Piątkowa sesja na GPW rozpoczęła się od zdecydowanych spadków. To nikogo nie zaskoczyło. Handel nie mógł bowiem rozpocząć się inaczej po "czarnym czwartku", jak niektórzy komentatorzy ochrzcili silne spadki na światowych giełdach dzień wcześniej (S&P500 -2,33 proc.; CAC -2,78 proc.; DAX -2,38 proc.).
Początkowa wyprzedaż akcji na warszawskim parkiecie w piątek nie zakończyła się jednak paniką. Odbicie na europejskich giełdach, które również zaczynały na minusach, pozwoliło do końca dnia zminimalizować straty. Pomogła w tym publikacja wstępnych danych nt. wzrostu PKB USA w II kwartale.
Wyniósł on 3,4 proc., wobec 0,6 proc. (po korekcie) w I kwartale i 2,1 proc. (po korekcie) w IV kwartale 2006 roku. Wczorajsze dane były lepsze od prognoz, które zakładały odczyt na poziomie 3,2 proc.
Ostatecznie WIG20, który w czasie sesji spadał już o ponad 2 proc., zakończył notowania na poziomie 3697,31 pkt, tracąc 0,75 proc. Negatywne impulsy napływające z zagranicy wciąż jednak muszą niepokoić posiadaczy akcji.

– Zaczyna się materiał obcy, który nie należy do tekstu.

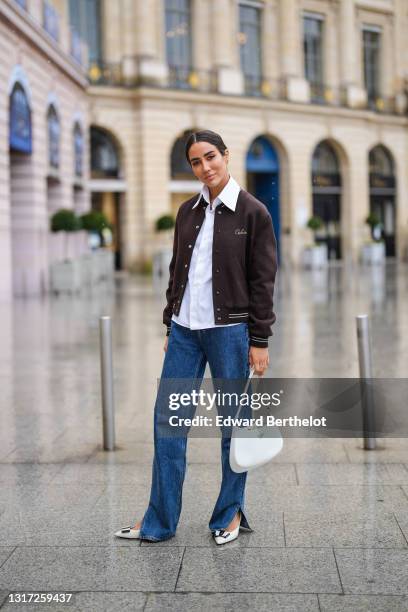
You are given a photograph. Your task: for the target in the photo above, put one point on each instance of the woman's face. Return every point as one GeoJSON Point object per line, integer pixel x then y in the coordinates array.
{"type": "Point", "coordinates": [208, 164]}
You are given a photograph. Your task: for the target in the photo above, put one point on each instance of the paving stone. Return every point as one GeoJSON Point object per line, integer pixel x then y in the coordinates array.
{"type": "Point", "coordinates": [95, 473]}
{"type": "Point", "coordinates": [91, 602]}
{"type": "Point", "coordinates": [91, 568]}
{"type": "Point", "coordinates": [5, 552]}
{"type": "Point", "coordinates": [27, 474]}
{"type": "Point", "coordinates": [402, 520]}
{"type": "Point", "coordinates": [352, 473]}
{"type": "Point", "coordinates": [230, 602]}
{"type": "Point", "coordinates": [387, 451]}
{"type": "Point", "coordinates": [273, 570]}
{"type": "Point", "coordinates": [136, 453]}
{"type": "Point", "coordinates": [326, 499]}
{"type": "Point", "coordinates": [3, 597]}
{"type": "Point", "coordinates": [378, 529]}
{"type": "Point", "coordinates": [373, 571]}
{"type": "Point", "coordinates": [363, 603]}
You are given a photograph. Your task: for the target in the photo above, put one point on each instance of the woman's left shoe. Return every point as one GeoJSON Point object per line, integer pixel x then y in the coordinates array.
{"type": "Point", "coordinates": [221, 536]}
{"type": "Point", "coordinates": [129, 533]}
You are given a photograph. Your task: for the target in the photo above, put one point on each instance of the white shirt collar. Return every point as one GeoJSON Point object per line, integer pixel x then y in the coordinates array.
{"type": "Point", "coordinates": [228, 196]}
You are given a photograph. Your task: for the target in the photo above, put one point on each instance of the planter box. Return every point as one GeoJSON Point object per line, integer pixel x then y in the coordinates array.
{"type": "Point", "coordinates": [315, 256]}
{"type": "Point", "coordinates": [373, 253]}
{"type": "Point", "coordinates": [90, 272]}
{"type": "Point", "coordinates": [65, 276]}
{"type": "Point", "coordinates": [106, 263]}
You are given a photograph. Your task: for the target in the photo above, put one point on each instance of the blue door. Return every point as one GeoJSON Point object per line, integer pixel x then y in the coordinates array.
{"type": "Point", "coordinates": [263, 179]}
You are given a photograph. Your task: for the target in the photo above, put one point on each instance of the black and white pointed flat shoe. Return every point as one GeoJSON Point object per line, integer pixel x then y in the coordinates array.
{"type": "Point", "coordinates": [129, 533]}
{"type": "Point", "coordinates": [222, 536]}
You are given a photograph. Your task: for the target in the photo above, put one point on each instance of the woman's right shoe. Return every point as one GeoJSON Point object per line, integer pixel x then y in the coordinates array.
{"type": "Point", "coordinates": [129, 533]}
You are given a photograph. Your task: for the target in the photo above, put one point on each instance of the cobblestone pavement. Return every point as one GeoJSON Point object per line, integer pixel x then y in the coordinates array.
{"type": "Point", "coordinates": [330, 519]}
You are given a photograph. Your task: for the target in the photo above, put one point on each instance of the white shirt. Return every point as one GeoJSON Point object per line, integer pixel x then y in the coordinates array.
{"type": "Point", "coordinates": [197, 307]}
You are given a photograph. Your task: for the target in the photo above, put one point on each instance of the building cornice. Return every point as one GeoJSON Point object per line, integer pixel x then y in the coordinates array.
{"type": "Point", "coordinates": [34, 34]}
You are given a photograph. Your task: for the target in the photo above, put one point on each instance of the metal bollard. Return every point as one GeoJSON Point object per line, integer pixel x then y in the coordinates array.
{"type": "Point", "coordinates": [108, 409]}
{"type": "Point", "coordinates": [365, 365]}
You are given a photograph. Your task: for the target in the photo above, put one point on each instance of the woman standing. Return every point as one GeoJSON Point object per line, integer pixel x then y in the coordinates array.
{"type": "Point", "coordinates": [219, 310]}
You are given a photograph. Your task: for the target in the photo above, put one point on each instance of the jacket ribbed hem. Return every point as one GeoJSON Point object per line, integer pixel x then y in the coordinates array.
{"type": "Point", "coordinates": [258, 342]}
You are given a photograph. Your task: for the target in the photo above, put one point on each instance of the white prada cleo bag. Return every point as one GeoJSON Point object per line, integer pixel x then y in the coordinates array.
{"type": "Point", "coordinates": [253, 446]}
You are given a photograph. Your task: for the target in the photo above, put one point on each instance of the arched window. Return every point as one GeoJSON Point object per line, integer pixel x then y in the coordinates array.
{"type": "Point", "coordinates": [78, 151]}
{"type": "Point", "coordinates": [325, 160]}
{"type": "Point", "coordinates": [380, 162]}
{"type": "Point", "coordinates": [53, 137]}
{"type": "Point", "coordinates": [104, 155]}
{"type": "Point", "coordinates": [20, 134]}
{"type": "Point", "coordinates": [180, 168]}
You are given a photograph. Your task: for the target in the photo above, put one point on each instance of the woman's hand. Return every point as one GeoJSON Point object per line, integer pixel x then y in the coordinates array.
{"type": "Point", "coordinates": [259, 359]}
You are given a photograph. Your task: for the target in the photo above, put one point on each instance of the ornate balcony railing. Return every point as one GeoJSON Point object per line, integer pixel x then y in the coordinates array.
{"type": "Point", "coordinates": [50, 20]}
{"type": "Point", "coordinates": [107, 73]}
{"type": "Point", "coordinates": [117, 74]}
{"type": "Point", "coordinates": [184, 77]}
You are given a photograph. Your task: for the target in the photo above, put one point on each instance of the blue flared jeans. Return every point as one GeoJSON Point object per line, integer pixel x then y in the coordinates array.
{"type": "Point", "coordinates": [226, 350]}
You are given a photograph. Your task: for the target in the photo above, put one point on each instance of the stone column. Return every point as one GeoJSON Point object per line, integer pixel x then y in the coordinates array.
{"type": "Point", "coordinates": [270, 50]}
{"type": "Point", "coordinates": [129, 59]}
{"type": "Point", "coordinates": [297, 88]}
{"type": "Point", "coordinates": [64, 32]}
{"type": "Point", "coordinates": [399, 58]}
{"type": "Point", "coordinates": [112, 51]}
{"type": "Point", "coordinates": [151, 67]}
{"type": "Point", "coordinates": [201, 50]}
{"type": "Point", "coordinates": [350, 46]}
{"type": "Point", "coordinates": [225, 47]}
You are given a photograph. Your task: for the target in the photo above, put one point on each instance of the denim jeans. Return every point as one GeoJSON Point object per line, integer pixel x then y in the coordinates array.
{"type": "Point", "coordinates": [226, 350]}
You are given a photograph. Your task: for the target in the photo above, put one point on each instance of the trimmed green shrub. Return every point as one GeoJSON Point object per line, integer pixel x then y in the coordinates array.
{"type": "Point", "coordinates": [65, 220]}
{"type": "Point", "coordinates": [94, 221]}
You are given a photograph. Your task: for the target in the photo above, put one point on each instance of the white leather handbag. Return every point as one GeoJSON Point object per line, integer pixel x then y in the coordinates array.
{"type": "Point", "coordinates": [253, 446]}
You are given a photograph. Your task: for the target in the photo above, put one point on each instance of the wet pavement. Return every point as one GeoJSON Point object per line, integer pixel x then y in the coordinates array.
{"type": "Point", "coordinates": [330, 519]}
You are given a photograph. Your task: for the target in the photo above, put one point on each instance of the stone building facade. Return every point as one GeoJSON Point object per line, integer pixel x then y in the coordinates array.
{"type": "Point", "coordinates": [309, 95]}
{"type": "Point", "coordinates": [43, 137]}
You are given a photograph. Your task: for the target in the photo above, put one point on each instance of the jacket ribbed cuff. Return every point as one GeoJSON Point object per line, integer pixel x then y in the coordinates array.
{"type": "Point", "coordinates": [258, 341]}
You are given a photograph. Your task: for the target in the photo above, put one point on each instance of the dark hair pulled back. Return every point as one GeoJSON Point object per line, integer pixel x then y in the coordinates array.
{"type": "Point", "coordinates": [205, 136]}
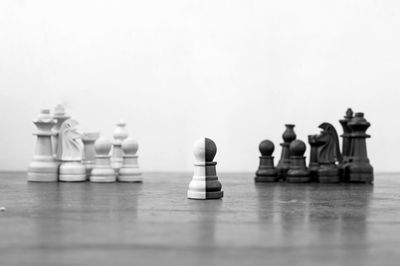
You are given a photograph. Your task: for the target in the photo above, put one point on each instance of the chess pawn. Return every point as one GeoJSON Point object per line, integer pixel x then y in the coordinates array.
{"type": "Point", "coordinates": [328, 154]}
{"type": "Point", "coordinates": [266, 171]}
{"type": "Point", "coordinates": [298, 172]}
{"type": "Point", "coordinates": [205, 183]}
{"type": "Point", "coordinates": [129, 172]}
{"type": "Point", "coordinates": [346, 144]}
{"type": "Point", "coordinates": [102, 170]}
{"type": "Point", "coordinates": [359, 169]}
{"type": "Point", "coordinates": [43, 167]}
{"type": "Point", "coordinates": [284, 163]}
{"type": "Point", "coordinates": [120, 133]}
{"type": "Point", "coordinates": [69, 152]}
{"type": "Point", "coordinates": [313, 165]}
{"type": "Point", "coordinates": [89, 152]}
{"type": "Point", "coordinates": [60, 116]}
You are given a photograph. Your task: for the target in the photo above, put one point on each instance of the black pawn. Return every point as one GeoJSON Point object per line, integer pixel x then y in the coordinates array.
{"type": "Point", "coordinates": [266, 171]}
{"type": "Point", "coordinates": [346, 145]}
{"type": "Point", "coordinates": [298, 172]}
{"type": "Point", "coordinates": [284, 163]}
{"type": "Point", "coordinates": [313, 165]}
{"type": "Point", "coordinates": [359, 169]}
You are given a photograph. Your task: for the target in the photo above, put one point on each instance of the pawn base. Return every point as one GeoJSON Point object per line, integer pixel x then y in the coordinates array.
{"type": "Point", "coordinates": [205, 195]}
{"type": "Point", "coordinates": [328, 179]}
{"type": "Point", "coordinates": [103, 179]}
{"type": "Point", "coordinates": [297, 179]}
{"type": "Point", "coordinates": [266, 179]}
{"type": "Point", "coordinates": [72, 178]}
{"type": "Point", "coordinates": [130, 178]}
{"type": "Point", "coordinates": [42, 177]}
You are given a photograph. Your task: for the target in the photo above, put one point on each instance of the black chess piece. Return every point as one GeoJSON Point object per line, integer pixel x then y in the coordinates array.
{"type": "Point", "coordinates": [298, 172]}
{"type": "Point", "coordinates": [359, 168]}
{"type": "Point", "coordinates": [313, 165]}
{"type": "Point", "coordinates": [328, 154]}
{"type": "Point", "coordinates": [284, 163]}
{"type": "Point", "coordinates": [266, 171]}
{"type": "Point", "coordinates": [346, 144]}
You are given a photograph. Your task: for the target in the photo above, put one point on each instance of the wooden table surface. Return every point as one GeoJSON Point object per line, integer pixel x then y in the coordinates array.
{"type": "Point", "coordinates": [155, 224]}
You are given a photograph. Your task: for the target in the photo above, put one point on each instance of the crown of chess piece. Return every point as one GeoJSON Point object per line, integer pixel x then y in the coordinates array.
{"type": "Point", "coordinates": [120, 134]}
{"type": "Point", "coordinates": [298, 172]}
{"type": "Point", "coordinates": [89, 153]}
{"type": "Point", "coordinates": [43, 167]}
{"type": "Point", "coordinates": [102, 170]}
{"type": "Point", "coordinates": [328, 154]}
{"type": "Point", "coordinates": [69, 152]}
{"type": "Point", "coordinates": [284, 163]}
{"type": "Point", "coordinates": [129, 171]}
{"type": "Point", "coordinates": [359, 168]}
{"type": "Point", "coordinates": [60, 116]}
{"type": "Point", "coordinates": [205, 183]}
{"type": "Point", "coordinates": [266, 171]}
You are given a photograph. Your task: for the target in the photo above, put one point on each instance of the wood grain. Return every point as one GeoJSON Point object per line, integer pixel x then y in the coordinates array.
{"type": "Point", "coordinates": [155, 224]}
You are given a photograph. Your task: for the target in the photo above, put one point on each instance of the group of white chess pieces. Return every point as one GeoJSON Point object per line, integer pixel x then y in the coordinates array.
{"type": "Point", "coordinates": [64, 154]}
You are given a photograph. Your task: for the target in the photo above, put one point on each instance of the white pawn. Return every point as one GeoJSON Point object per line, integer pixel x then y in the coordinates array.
{"type": "Point", "coordinates": [205, 183]}
{"type": "Point", "coordinates": [129, 171]}
{"type": "Point", "coordinates": [120, 134]}
{"type": "Point", "coordinates": [89, 154]}
{"type": "Point", "coordinates": [69, 152]}
{"type": "Point", "coordinates": [43, 167]}
{"type": "Point", "coordinates": [102, 170]}
{"type": "Point", "coordinates": [60, 116]}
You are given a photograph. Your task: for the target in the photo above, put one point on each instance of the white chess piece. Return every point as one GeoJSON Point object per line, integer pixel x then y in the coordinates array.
{"type": "Point", "coordinates": [89, 152]}
{"type": "Point", "coordinates": [69, 152]}
{"type": "Point", "coordinates": [120, 134]}
{"type": "Point", "coordinates": [60, 116]}
{"type": "Point", "coordinates": [102, 170]}
{"type": "Point", "coordinates": [129, 171]}
{"type": "Point", "coordinates": [205, 183]}
{"type": "Point", "coordinates": [43, 167]}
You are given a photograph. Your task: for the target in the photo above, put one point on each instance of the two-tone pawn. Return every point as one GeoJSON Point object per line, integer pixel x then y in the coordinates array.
{"type": "Point", "coordinates": [102, 170]}
{"type": "Point", "coordinates": [205, 183]}
{"type": "Point", "coordinates": [298, 172]}
{"type": "Point", "coordinates": [129, 172]}
{"type": "Point", "coordinates": [266, 171]}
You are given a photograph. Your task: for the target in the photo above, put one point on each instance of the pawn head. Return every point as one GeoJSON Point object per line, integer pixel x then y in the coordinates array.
{"type": "Point", "coordinates": [130, 146]}
{"type": "Point", "coordinates": [297, 148]}
{"type": "Point", "coordinates": [204, 150]}
{"type": "Point", "coordinates": [266, 147]}
{"type": "Point", "coordinates": [102, 146]}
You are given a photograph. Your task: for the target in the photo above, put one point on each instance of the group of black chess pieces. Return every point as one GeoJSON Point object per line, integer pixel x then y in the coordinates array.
{"type": "Point", "coordinates": [327, 163]}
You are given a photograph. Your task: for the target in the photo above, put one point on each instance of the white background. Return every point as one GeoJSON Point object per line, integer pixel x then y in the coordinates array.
{"type": "Point", "coordinates": [235, 71]}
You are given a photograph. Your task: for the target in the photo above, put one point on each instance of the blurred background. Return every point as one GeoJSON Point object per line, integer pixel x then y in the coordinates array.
{"type": "Point", "coordinates": [234, 71]}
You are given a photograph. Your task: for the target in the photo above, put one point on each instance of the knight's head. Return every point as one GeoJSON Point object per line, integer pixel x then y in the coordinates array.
{"type": "Point", "coordinates": [70, 145]}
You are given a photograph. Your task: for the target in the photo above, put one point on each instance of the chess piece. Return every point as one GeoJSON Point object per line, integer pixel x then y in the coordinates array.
{"type": "Point", "coordinates": [266, 171]}
{"type": "Point", "coordinates": [102, 170]}
{"type": "Point", "coordinates": [60, 116]}
{"type": "Point", "coordinates": [120, 133]}
{"type": "Point", "coordinates": [328, 154]}
{"type": "Point", "coordinates": [298, 172]}
{"type": "Point", "coordinates": [205, 183]}
{"type": "Point", "coordinates": [313, 165]}
{"type": "Point", "coordinates": [69, 152]}
{"type": "Point", "coordinates": [129, 172]}
{"type": "Point", "coordinates": [89, 153]}
{"type": "Point", "coordinates": [43, 167]}
{"type": "Point", "coordinates": [346, 144]}
{"type": "Point", "coordinates": [359, 169]}
{"type": "Point", "coordinates": [284, 163]}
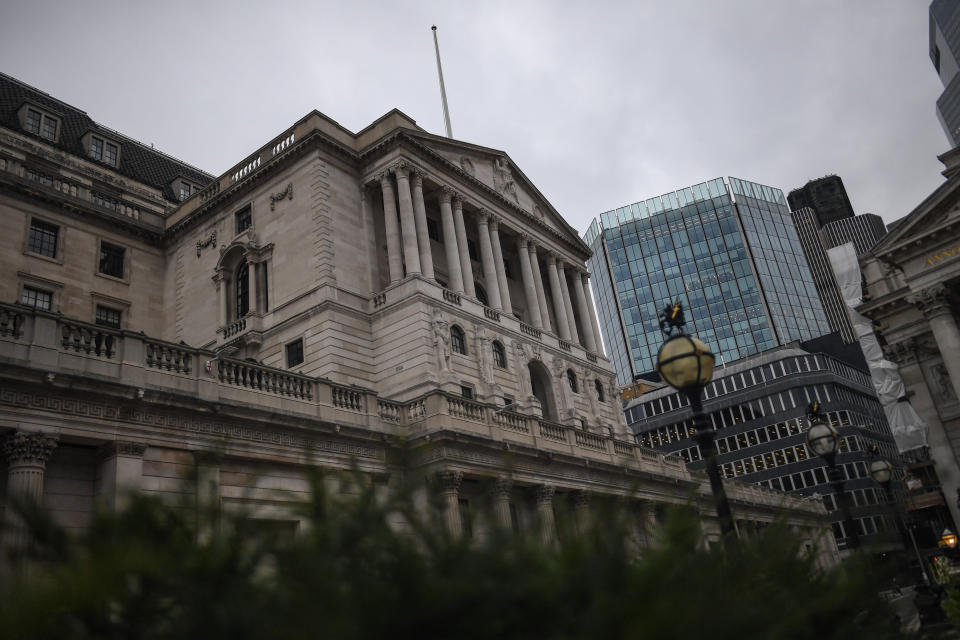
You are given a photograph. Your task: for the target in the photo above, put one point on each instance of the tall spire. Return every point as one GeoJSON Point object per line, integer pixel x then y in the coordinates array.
{"type": "Point", "coordinates": [443, 91]}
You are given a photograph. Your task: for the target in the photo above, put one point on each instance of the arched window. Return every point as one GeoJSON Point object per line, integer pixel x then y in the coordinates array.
{"type": "Point", "coordinates": [458, 341]}
{"type": "Point", "coordinates": [243, 289]}
{"type": "Point", "coordinates": [499, 354]}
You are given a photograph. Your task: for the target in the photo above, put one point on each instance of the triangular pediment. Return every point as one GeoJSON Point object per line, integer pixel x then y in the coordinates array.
{"type": "Point", "coordinates": [495, 170]}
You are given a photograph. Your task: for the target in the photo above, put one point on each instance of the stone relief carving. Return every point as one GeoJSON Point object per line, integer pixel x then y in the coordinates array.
{"type": "Point", "coordinates": [280, 195]}
{"type": "Point", "coordinates": [441, 340]}
{"type": "Point", "coordinates": [503, 179]}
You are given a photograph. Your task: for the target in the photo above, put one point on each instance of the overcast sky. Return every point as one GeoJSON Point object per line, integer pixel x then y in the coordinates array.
{"type": "Point", "coordinates": [600, 104]}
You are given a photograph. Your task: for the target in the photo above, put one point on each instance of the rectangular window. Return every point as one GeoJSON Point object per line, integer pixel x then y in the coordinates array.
{"type": "Point", "coordinates": [111, 260]}
{"type": "Point", "coordinates": [107, 317]}
{"type": "Point", "coordinates": [295, 353]}
{"type": "Point", "coordinates": [32, 121]}
{"type": "Point", "coordinates": [36, 298]}
{"type": "Point", "coordinates": [244, 219]}
{"type": "Point", "coordinates": [43, 238]}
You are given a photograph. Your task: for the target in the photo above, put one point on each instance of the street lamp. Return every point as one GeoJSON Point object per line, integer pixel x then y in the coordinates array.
{"type": "Point", "coordinates": [686, 364]}
{"type": "Point", "coordinates": [824, 440]}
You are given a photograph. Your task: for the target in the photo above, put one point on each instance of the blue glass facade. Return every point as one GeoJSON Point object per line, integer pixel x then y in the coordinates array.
{"type": "Point", "coordinates": [730, 254]}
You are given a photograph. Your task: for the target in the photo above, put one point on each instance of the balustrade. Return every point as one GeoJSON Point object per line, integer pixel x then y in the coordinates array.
{"type": "Point", "coordinates": [168, 357]}
{"type": "Point", "coordinates": [88, 339]}
{"type": "Point", "coordinates": [261, 378]}
{"type": "Point", "coordinates": [347, 399]}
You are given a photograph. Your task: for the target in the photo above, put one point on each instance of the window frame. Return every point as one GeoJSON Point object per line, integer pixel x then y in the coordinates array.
{"type": "Point", "coordinates": [286, 352]}
{"type": "Point", "coordinates": [124, 262]}
{"type": "Point", "coordinates": [458, 340]}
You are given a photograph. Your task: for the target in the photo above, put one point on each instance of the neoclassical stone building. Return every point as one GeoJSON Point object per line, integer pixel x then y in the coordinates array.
{"type": "Point", "coordinates": [912, 279]}
{"type": "Point", "coordinates": [331, 295]}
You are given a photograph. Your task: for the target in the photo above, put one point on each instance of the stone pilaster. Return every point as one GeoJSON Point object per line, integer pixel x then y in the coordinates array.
{"type": "Point", "coordinates": [486, 259]}
{"type": "Point", "coordinates": [449, 483]}
{"type": "Point", "coordinates": [392, 228]}
{"type": "Point", "coordinates": [538, 283]}
{"type": "Point", "coordinates": [934, 302]}
{"type": "Point", "coordinates": [529, 287]}
{"type": "Point", "coordinates": [591, 311]}
{"type": "Point", "coordinates": [465, 267]}
{"type": "Point", "coordinates": [501, 502]}
{"type": "Point", "coordinates": [559, 311]}
{"type": "Point", "coordinates": [567, 302]}
{"type": "Point", "coordinates": [420, 218]}
{"type": "Point", "coordinates": [120, 473]}
{"type": "Point", "coordinates": [548, 526]}
{"type": "Point", "coordinates": [505, 302]}
{"type": "Point", "coordinates": [450, 240]}
{"type": "Point", "coordinates": [27, 453]}
{"type": "Point", "coordinates": [408, 226]}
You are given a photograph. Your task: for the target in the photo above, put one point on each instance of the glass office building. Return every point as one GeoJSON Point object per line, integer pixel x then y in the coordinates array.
{"type": "Point", "coordinates": [727, 250]}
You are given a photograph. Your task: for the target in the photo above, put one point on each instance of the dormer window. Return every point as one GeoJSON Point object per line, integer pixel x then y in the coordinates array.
{"type": "Point", "coordinates": [40, 123]}
{"type": "Point", "coordinates": [104, 151]}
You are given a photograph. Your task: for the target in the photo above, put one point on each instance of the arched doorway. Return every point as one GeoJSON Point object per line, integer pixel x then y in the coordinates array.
{"type": "Point", "coordinates": [542, 388]}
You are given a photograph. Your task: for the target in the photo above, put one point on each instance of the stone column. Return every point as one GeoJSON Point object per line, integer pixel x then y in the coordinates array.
{"type": "Point", "coordinates": [392, 226]}
{"type": "Point", "coordinates": [559, 312]}
{"type": "Point", "coordinates": [548, 526]}
{"type": "Point", "coordinates": [529, 287]}
{"type": "Point", "coordinates": [581, 511]}
{"type": "Point", "coordinates": [120, 473]}
{"type": "Point", "coordinates": [498, 265]}
{"type": "Point", "coordinates": [450, 240]}
{"type": "Point", "coordinates": [934, 302]}
{"type": "Point", "coordinates": [567, 303]}
{"type": "Point", "coordinates": [538, 284]}
{"type": "Point", "coordinates": [27, 453]}
{"type": "Point", "coordinates": [420, 218]}
{"type": "Point", "coordinates": [585, 324]}
{"type": "Point", "coordinates": [501, 503]}
{"type": "Point", "coordinates": [486, 259]}
{"type": "Point", "coordinates": [591, 311]}
{"type": "Point", "coordinates": [408, 226]}
{"type": "Point", "coordinates": [465, 265]}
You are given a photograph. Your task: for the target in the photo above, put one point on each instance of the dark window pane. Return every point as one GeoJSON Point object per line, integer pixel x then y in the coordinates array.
{"type": "Point", "coordinates": [295, 353]}
{"type": "Point", "coordinates": [111, 260]}
{"type": "Point", "coordinates": [43, 238]}
{"type": "Point", "coordinates": [107, 317]}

Obawy globalnych graczy, przede wszystkim o dalszy rozwój sytuacji na Wall Street, przyjmują obecnie coraz realniejszy wymiar. Kryzys na amerykańskim rynku kredytów hipotecznych o podwyższonym ryzyku i coraz gorsza sytuacja na całym rynku nieruchomości niesie bowiem groźbę dużego kryzysu finansowego w USA.